8th May 2009 at 01:00

There is some positive news for mathematics education in A Curriculum for Excellence. Assessment in numeracy will be available which, hopefully, will assess the arithmetic and statistical elements of the current maths exams. This will allow a more "pure mathematics" course, including algebraic manipulation that does not exist today.

Numeracy for all must include a sound knowledge of interest rates, mortgages, loans, APR - in other words, many of the current topics which have led people into debt. ACfE encourages cross-curricular teaching so topics, such as statistics, could be taught in geography andor science, rather than just in maths. However, all is not perfect.

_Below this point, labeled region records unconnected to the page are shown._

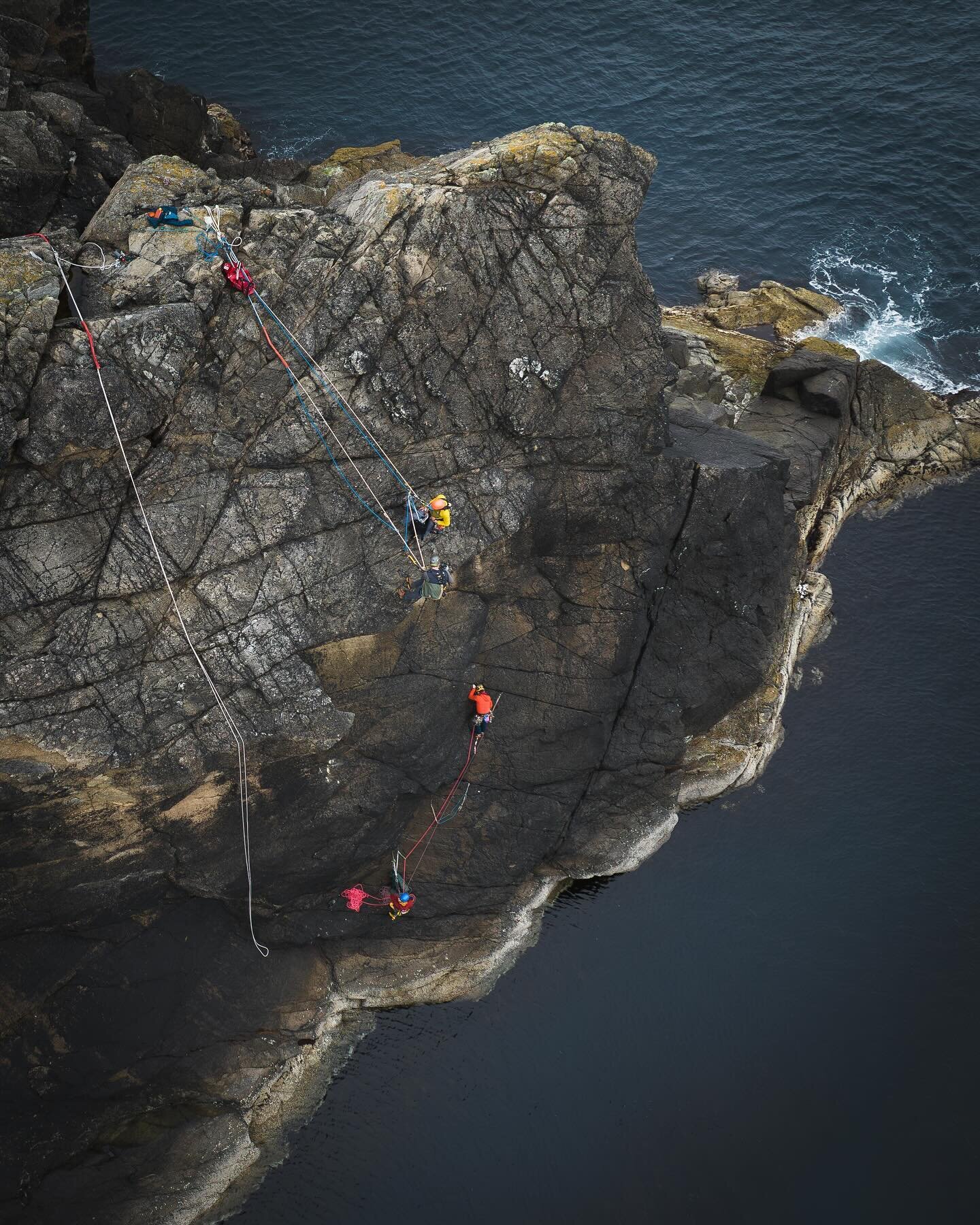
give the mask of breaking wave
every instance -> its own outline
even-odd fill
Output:
[[[942,314],[951,296],[976,296],[980,283],[940,277],[916,239],[893,230],[875,255],[850,241],[818,250],[810,283],[845,307],[821,334],[940,394],[960,391],[964,379],[976,385],[980,331],[949,330]]]

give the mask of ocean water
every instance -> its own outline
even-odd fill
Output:
[[[856,518],[747,791],[399,1009],[234,1225],[980,1219],[980,501]]]
[[[925,386],[980,374],[980,7],[960,0],[92,0],[102,70],[229,105],[263,152],[442,153],[543,120],[660,160],[665,301],[709,266],[840,293],[834,336]]]
[[[267,153],[622,131],[660,160],[664,301],[709,266],[813,284],[865,356],[980,382],[976,6],[92,7],[100,67],[224,102]],[[976,491],[848,524],[761,784],[562,898],[486,1000],[383,1016],[236,1225],[978,1219]]]

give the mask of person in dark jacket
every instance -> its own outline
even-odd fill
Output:
[[[441,600],[451,582],[452,571],[448,566],[440,565],[439,557],[434,556],[432,565],[417,578],[413,579],[410,575],[405,577],[397,594],[405,604],[415,604],[420,599]]]

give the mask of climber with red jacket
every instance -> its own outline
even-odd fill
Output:
[[[388,915],[391,919],[403,919],[415,905],[415,894],[402,889],[401,893],[392,893],[388,898]]]
[[[474,685],[469,691],[469,701],[477,707],[473,726],[477,730],[477,740],[479,740],[494,719],[494,699],[483,685]]]

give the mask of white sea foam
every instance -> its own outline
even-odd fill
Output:
[[[860,255],[858,243],[815,252],[810,283],[837,298],[845,311],[813,331],[850,345],[862,358],[884,361],[930,391],[941,394],[959,391],[965,385],[953,381],[943,370],[941,344],[953,336],[975,338],[980,333],[943,331],[931,304],[947,294],[949,287],[936,276],[915,239],[897,232],[886,238],[883,245],[900,257],[900,268]]]

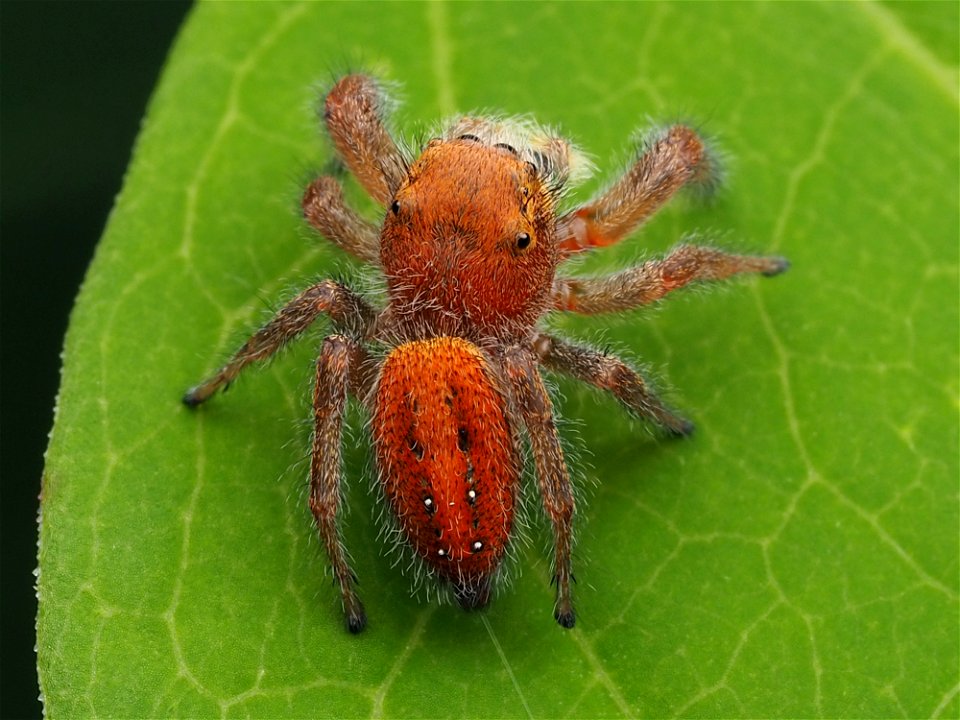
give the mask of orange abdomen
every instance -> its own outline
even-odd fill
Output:
[[[455,337],[396,347],[380,372],[373,427],[381,482],[411,546],[461,605],[486,604],[520,474],[484,355]]]

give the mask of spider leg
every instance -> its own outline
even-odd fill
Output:
[[[622,240],[684,185],[711,185],[714,164],[693,130],[684,125],[668,128],[608,190],[560,218],[561,249],[577,253]]]
[[[781,257],[733,255],[701,245],[680,245],[665,258],[612,275],[558,277],[553,282],[553,306],[586,315],[619,312],[652,303],[691,282],[724,280],[739,273],[771,276],[789,266]]]
[[[364,384],[360,373],[368,361],[366,351],[356,340],[343,335],[325,338],[320,357],[317,358],[313,392],[310,511],[333,565],[334,577],[340,586],[347,629],[352,633],[363,630],[367,624],[367,616],[354,588],[356,575],[350,568],[338,524],[342,477],[341,445],[347,391],[351,386]]]
[[[307,186],[301,201],[303,216],[341,250],[370,263],[380,263],[380,234],[348,206],[334,178],[325,176]]]
[[[340,78],[327,94],[323,119],[337,152],[360,184],[387,205],[406,177],[407,163],[383,124],[386,96],[366,75]]]
[[[196,407],[228,385],[250,363],[265,360],[326,313],[341,328],[363,334],[375,312],[360,296],[333,280],[313,285],[287,303],[274,318],[253,334],[230,361],[210,378],[187,391],[183,402]]]
[[[530,438],[544,508],[553,525],[553,578],[557,583],[553,615],[560,625],[572,628],[576,617],[570,590],[574,512],[570,474],[560,447],[550,397],[537,371],[536,356],[527,348],[514,346],[507,350],[504,364],[513,404]]]
[[[551,370],[606,390],[632,413],[652,420],[674,435],[693,432],[693,423],[667,408],[647,386],[643,377],[620,358],[573,345],[545,333],[537,333],[533,349],[541,362]]]

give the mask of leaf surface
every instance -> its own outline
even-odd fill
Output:
[[[200,5],[66,339],[42,498],[47,713],[960,715],[956,7],[922,12]],[[343,630],[305,502],[323,323],[201,411],[180,405],[292,289],[367,282],[297,214],[331,158],[313,103],[350,66],[402,85],[408,137],[478,108],[562,128],[603,169],[575,198],[646,118],[719,136],[715,203],[674,203],[575,272],[698,229],[793,262],[552,322],[642,359],[698,426],[657,441],[558,381],[585,498],[573,631],[551,617],[542,522],[483,615],[411,597],[356,409],[345,539],[370,626]]]

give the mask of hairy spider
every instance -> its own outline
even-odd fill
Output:
[[[370,413],[397,525],[466,609],[489,601],[510,542],[522,428],[553,530],[554,617],[573,627],[574,496],[540,367],[606,390],[674,434],[693,426],[625,362],[554,337],[538,321],[550,312],[627,310],[694,281],[776,275],[787,262],[680,245],[611,275],[557,276],[571,255],[618,242],[681,187],[714,180],[694,131],[674,125],[654,135],[611,187],[562,211],[563,189],[584,165],[566,140],[529,122],[464,117],[414,158],[384,127],[384,106],[364,75],[341,78],[323,105],[340,157],[386,208],[381,227],[349,208],[331,177],[310,184],[302,207],[321,234],[383,272],[386,306],[333,280],[308,287],[183,401],[199,405],[329,317],[334,331],[316,362],[310,509],[354,633],[366,615],[338,525],[347,394]]]

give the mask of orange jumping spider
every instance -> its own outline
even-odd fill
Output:
[[[655,135],[609,189],[564,211],[564,187],[584,164],[566,140],[531,123],[464,117],[414,158],[385,129],[384,105],[377,82],[363,75],[340,79],[323,105],[340,157],[386,208],[381,227],[350,209],[331,177],[310,184],[302,207],[321,234],[382,270],[386,306],[319,282],[183,400],[199,405],[318,316],[330,319],[316,362],[310,509],[354,633],[366,615],[338,525],[347,394],[370,412],[397,525],[466,609],[489,601],[510,542],[522,428],[553,529],[554,617],[573,627],[574,496],[540,367],[606,390],[677,435],[692,425],[622,360],[547,334],[538,321],[551,312],[627,310],[694,281],[776,275],[787,262],[681,245],[611,275],[558,276],[571,255],[618,242],[681,187],[713,180],[694,131],[675,125]]]

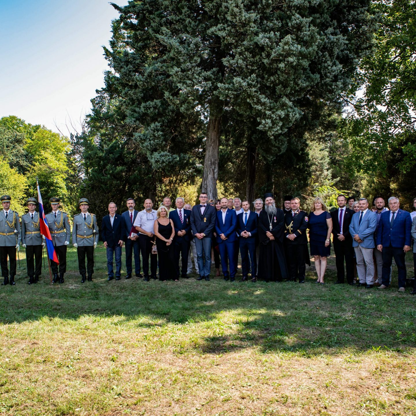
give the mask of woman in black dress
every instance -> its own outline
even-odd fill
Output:
[[[169,213],[164,206],[159,207],[156,214],[154,231],[159,263],[159,280],[162,282],[175,279],[173,249],[172,245],[175,228]]]

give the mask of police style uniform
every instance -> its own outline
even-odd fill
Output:
[[[0,201],[10,202],[10,195],[0,197]],[[14,286],[16,275],[16,250],[19,250],[20,243],[20,223],[19,214],[9,209],[6,212],[4,208],[0,211],[0,266],[2,276],[4,278],[2,285],[8,285],[9,269],[7,267],[7,258],[10,263],[10,284]]]
[[[58,205],[61,202],[59,198],[55,197],[49,200],[51,205]],[[50,232],[52,242],[55,248],[55,252],[59,261],[59,282],[64,283],[64,275],[67,271],[67,246],[69,243],[71,237],[71,226],[68,220],[66,213],[58,210],[56,212],[52,211],[45,215],[47,221],[49,231]],[[52,283],[58,282],[58,265],[53,260],[51,260],[51,269],[53,274]]]
[[[87,198],[81,198],[78,206],[89,205]],[[78,268],[79,274],[84,279],[88,273],[88,280],[92,280],[94,272],[94,247],[98,241],[98,227],[95,215],[89,212],[85,214],[82,212],[74,217],[72,227],[72,244],[77,244]],[[87,257],[87,268],[85,268],[85,257]]]
[[[36,205],[37,201],[35,198],[29,198],[26,203]],[[39,223],[39,214],[36,211],[33,213],[28,212],[22,216],[22,245],[26,248],[29,285],[37,283],[42,272],[43,240]]]
[[[285,243],[287,253],[289,280],[299,283],[305,281],[306,262],[309,260],[307,256],[308,239],[306,229],[308,226],[308,217],[306,211],[298,210],[293,213],[292,210],[285,214]],[[296,236],[292,240],[287,238],[290,234]],[[309,264],[309,263],[308,263]]]

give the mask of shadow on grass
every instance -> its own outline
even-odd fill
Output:
[[[116,317],[117,325],[138,331],[172,325],[206,330],[199,336],[196,332],[195,345],[178,347],[180,353],[181,348],[218,354],[254,347],[307,357],[346,349],[352,354],[379,348],[406,353],[416,345],[416,299],[393,288],[382,292],[330,283],[321,286],[313,284],[310,269],[303,285],[231,283],[221,278],[108,282],[98,270],[94,281],[84,285],[72,272],[63,285],[52,286],[44,278],[28,286],[21,284],[26,281],[22,278],[16,286],[2,288],[0,322],[89,315]],[[327,280],[333,281],[333,271],[327,275]],[[217,324],[219,334],[204,334]]]

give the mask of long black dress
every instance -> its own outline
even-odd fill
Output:
[[[161,224],[158,220],[159,233],[166,240],[169,240],[172,235],[172,225],[171,221],[167,225]],[[159,280],[174,280],[175,267],[173,263],[173,243],[166,245],[166,242],[156,238],[156,246],[157,247],[158,260],[159,263]]]

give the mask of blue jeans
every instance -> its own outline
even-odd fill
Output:
[[[200,276],[209,276],[211,271],[211,239],[204,237],[202,240],[194,237],[196,248],[196,257],[198,260],[198,268]],[[204,255],[205,264],[204,265]]]
[[[121,248],[119,245],[107,248],[107,267],[108,269],[108,277],[114,277],[113,269],[113,253],[116,258],[116,277],[121,274]]]

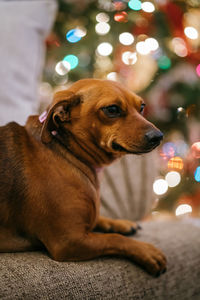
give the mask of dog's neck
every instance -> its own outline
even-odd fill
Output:
[[[38,120],[38,116],[30,116],[25,128],[29,134],[41,142],[42,126],[43,124]],[[113,160],[109,154],[101,153],[102,151],[99,151],[99,149],[96,149],[95,147],[93,149],[88,149],[86,144],[76,140],[69,131],[64,131],[62,129],[53,132],[52,140],[50,143],[46,144],[46,146],[67,160],[69,160],[69,156],[70,160],[73,157],[74,164],[82,169],[83,172],[84,168],[87,167],[87,169],[90,170],[90,177],[93,178],[91,181],[95,184],[103,165],[108,164]]]

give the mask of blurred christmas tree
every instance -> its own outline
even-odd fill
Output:
[[[122,82],[165,132],[158,209],[200,211],[200,1],[60,0],[41,98],[81,78]],[[46,103],[44,104],[46,105]],[[184,210],[185,209],[185,210]],[[179,213],[177,211],[177,214]]]

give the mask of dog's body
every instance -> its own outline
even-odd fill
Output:
[[[56,93],[43,120],[0,128],[0,252],[45,247],[59,261],[119,255],[151,274],[166,269],[160,250],[122,235],[134,222],[99,216],[98,169],[162,139],[142,109],[119,84],[86,79]]]

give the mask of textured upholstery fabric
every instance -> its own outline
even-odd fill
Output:
[[[45,39],[56,0],[0,1],[0,125],[37,112]]]
[[[167,255],[161,277],[126,259],[59,263],[40,252],[0,254],[0,299],[200,299],[200,228],[176,221],[142,226],[135,238]]]

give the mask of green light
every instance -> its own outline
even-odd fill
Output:
[[[79,63],[78,57],[73,54],[65,56],[63,60],[67,61],[70,64],[71,70],[75,69]]]
[[[139,0],[130,0],[128,6],[133,10],[140,10],[142,8],[142,3]]]
[[[171,60],[166,55],[163,55],[158,60],[158,66],[162,70],[169,69],[171,67]]]

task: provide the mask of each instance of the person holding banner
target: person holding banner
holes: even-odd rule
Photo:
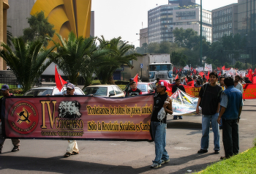
[[[132,88],[128,91],[128,96],[138,96],[141,94],[140,89],[137,88],[136,82],[132,82]]]
[[[3,85],[1,88],[1,91],[4,96],[4,97],[1,97],[0,99],[0,113],[1,113],[1,105],[2,101],[4,99],[4,97],[13,97],[12,94],[9,93],[9,86],[8,85]],[[4,107],[3,107],[4,108]],[[5,141],[5,138],[3,137],[2,135],[2,130],[1,130],[1,121],[0,119],[0,154],[1,154],[1,149],[3,148],[4,143]],[[18,151],[20,150],[20,140],[19,139],[12,139],[12,143],[13,145],[13,148],[12,150],[12,152]]]
[[[169,155],[165,149],[166,145],[166,116],[173,114],[172,100],[166,93],[170,91],[168,83],[159,80],[157,86],[157,93],[154,97],[154,110],[151,119],[152,138],[155,143],[156,157],[151,165],[157,168],[161,164],[170,162]]]
[[[225,159],[236,155],[239,152],[238,124],[242,110],[243,94],[240,90],[234,87],[234,80],[227,77],[224,80],[226,90],[222,94],[220,102],[221,110],[218,123],[222,120],[222,141]]]
[[[129,80],[129,83],[125,86],[124,92],[125,92],[125,97],[128,97],[128,91],[132,88],[132,83],[134,82],[133,78]]]
[[[177,78],[175,80],[175,82],[176,82],[176,84],[173,86],[172,94],[175,93],[178,88],[179,88],[180,90],[186,93],[184,86],[183,86],[183,85],[181,85],[181,80],[179,78]],[[178,119],[183,118],[181,116],[174,116],[173,120],[177,120],[178,116]]]
[[[214,135],[214,154],[219,154],[219,129],[217,123],[220,107],[220,97],[222,88],[217,84],[218,75],[216,72],[209,74],[210,83],[203,86],[199,91],[196,112],[199,114],[199,105],[202,107],[202,138],[198,154],[208,152],[209,146],[210,123]],[[201,101],[202,100],[202,101]]]
[[[67,95],[72,96],[76,95],[75,94],[75,86],[71,83],[67,83]],[[64,158],[69,157],[70,155],[76,155],[79,154],[78,143],[76,140],[67,140],[68,145],[67,148],[67,152],[64,155]]]

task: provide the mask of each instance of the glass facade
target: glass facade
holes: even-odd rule
[[[246,40],[244,48],[249,58],[246,61],[256,64],[256,0],[238,0],[238,29]]]
[[[213,42],[233,33],[233,7],[228,7],[212,13]]]
[[[203,36],[211,42],[211,12],[203,12]],[[148,43],[174,42],[173,30],[176,28],[197,29],[200,34],[200,7],[182,9],[178,4],[157,7],[148,12]]]

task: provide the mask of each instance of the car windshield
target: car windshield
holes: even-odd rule
[[[51,95],[53,89],[31,89],[24,94],[24,96],[46,96]]]
[[[86,87],[83,92],[86,95],[107,96],[108,87]]]
[[[147,85],[146,84],[138,84],[138,88],[140,89],[142,92],[146,92]]]
[[[154,64],[149,65],[150,71],[170,71],[171,70],[170,64]]]

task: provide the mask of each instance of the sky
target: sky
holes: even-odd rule
[[[238,0],[203,0],[203,9],[212,10]],[[200,4],[200,0],[196,0]],[[94,11],[94,35],[107,40],[121,37],[136,47],[140,46],[140,29],[148,27],[148,11],[168,0],[92,0]]]

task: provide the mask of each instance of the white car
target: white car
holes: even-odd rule
[[[66,94],[66,87],[63,87],[60,91],[56,86],[42,86],[29,90],[23,94],[23,96],[56,96]],[[83,91],[78,87],[75,87],[75,94],[77,95],[84,95]]]
[[[95,85],[87,86],[83,92],[85,95],[93,95],[105,97],[121,97],[124,93],[116,85]]]

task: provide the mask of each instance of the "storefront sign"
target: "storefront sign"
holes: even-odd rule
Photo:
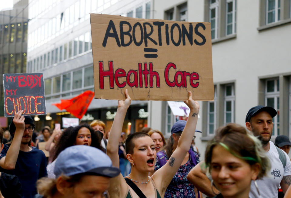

In the recent Timss (Trends in International Mathematics and Science Study), Scotland's 14-year-olds came 17th; way behind England in 7th position. So, what has happened to the exam system or the Scottish educational system, which is said to have once been the envy of the world? The powers that be all deny exams are easier - of course they would. What an embarrassment to admit it.

However, ask teachers or lecturers about the standards compared to 10 years ago. In maths, there is no comparison to the early 1990s or before. I have given top sets in S5 past papers from the 1990s, and most pupils (who have a grade 1 in knowledge and grade 1 in reasoning) fail. This has happened with 11 classes. No dumbing down? Get real.

Consider the cut-offs for Standard grade Credit level in 2008, which are on the Scottish Qualifications Authority's website (albeit well-hidden by a poorly-navigable site). For grade 2, the pass boundaries correspond to a pass of 47 per cent in knowledge and understanding and 38 per cent in reasoning and enquiry. In 2006 and 2007, it was 40 per cent and 38 per cent respectively.

Standard grades used to be about pupils reaching a standard; now it appears that the SQA must have a minimum number of pupils reaching a grade, regardless of the standard. This has produced a similar distribution of awards in the last three years, which must be more important (to them). Here is the shocking analysis, showing pass boundaries for reasoning:

GRADE 1

2008: 64%

2007: 60%

2006: 64%

2005: 51%

GRADE 2

2008: 38%

2007: 38%

2006: 40%

2005: 31%

In 2005, the reason given for such low marks was "the transition to lengthier reasoning questions". To achieve grade 2, most people's impression that a 50 per cent pass is necessary has gone. A large number of pupils have actually got more wrong in the exam than correct, so it is little wonder they cannot do Higher well. However, parents and pupils will be pleased that they have achieved a grade 2, despite its very low grade pass. Is this really a pass? I don't think so.

Why do parents, the general public or employers not know about this? I feel the figure is shocking, although it could be argued that it is not hidden since it is on the website. Well, a parent searching the site would need Taggart to find it.

I'm sure that, after voicing this concern, any promotion prospects I had are gone. That may be, but I strongly believe we are doing pupils and society a disservice by expecting lower standards; something must be done. I want to educate young people to contribute to their community, this country - mankind itself. Most teachers have high expectations of their pupils - why won't the SQA?

The financial crisis has shown that incompetent or egotistical leaders are not up to standard, so let's not have a similar situation in education. The future of our young people and our country is too important. The banking world is in meltdown and we do not want to go down their route of rewarding failure. A 38 per cent pass is not acceptable.

Grant Macleod is principal maths teacher at Lomond School, Helensburgh.